Guest edited by Nicole Probst-Hensch, Sarah Tschudin Sutter, Berhane Beyene, Zun-You Wu, and Xiao-Nong Zhou
A thematic series in Infectious Diseases of Poverty.
The COVID-19 pandemic that was declared on 11 March 2020 has affected countries on all continents. Targeted community interventions with sufficient transparency and public engagement and trust may help delay the exponential spread of the outbreak and “flatten the epidemic curve”. Key community mitigation strategies may include cancellation of non-essential events; social distancing measures; contact tracing; SARS-CoV-2 testing; community and education.

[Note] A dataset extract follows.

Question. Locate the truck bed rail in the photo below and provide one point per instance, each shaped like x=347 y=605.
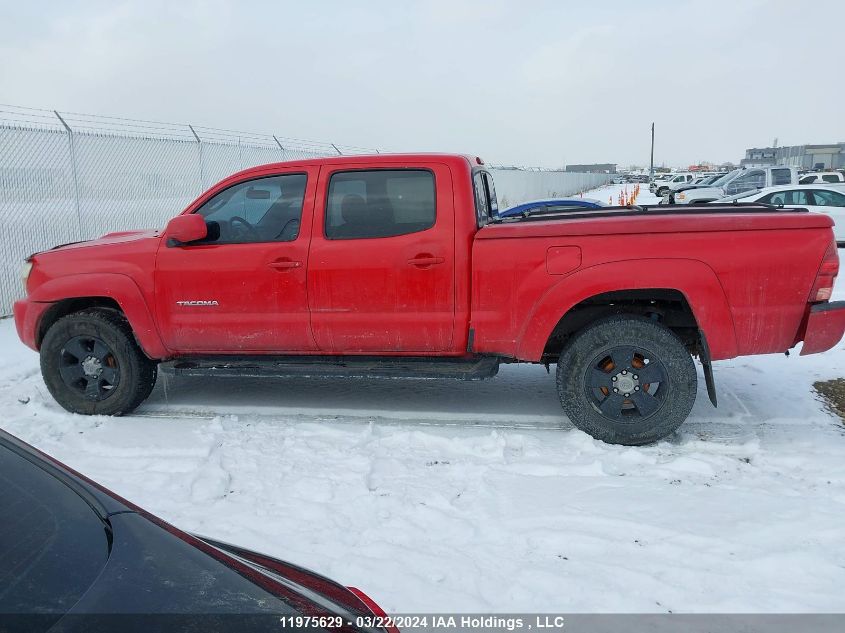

The majority of countries has instigated strict interventions (some forms of lockdown) to slow down the spread of SARS-CoV-2. Nevertheless, these interventions come with a cost. Participatory, transdisciplinary engagement between academic, government and community representatives contribute to identify rapidly effective, acceptable and feasible control strategies while keeping economic activities and the daily life going as much as possible. It matters a lot that how long these interventions continue and how governments help economies recover, people go back to their normal life, and prevent the second wave of the pandemic.
Infectious Diseases of Poverty is launching a new Thematic Series entitled Community management and recovery from COVID-19 pandemic to provide evidence for policy-making. The Series will focus on evidence on the trade-off between the harm due to COVID-19 and the associated economic damage due to the public health interventions; building resilient infrastructure and lifestyles with appropriate social care provisions; models of economic recovery; comprehensive epidemiology and transmission mechanisms, measurement of community prevalence and the ratio of susceptibles to non-susceptibles, risk assessment, etc.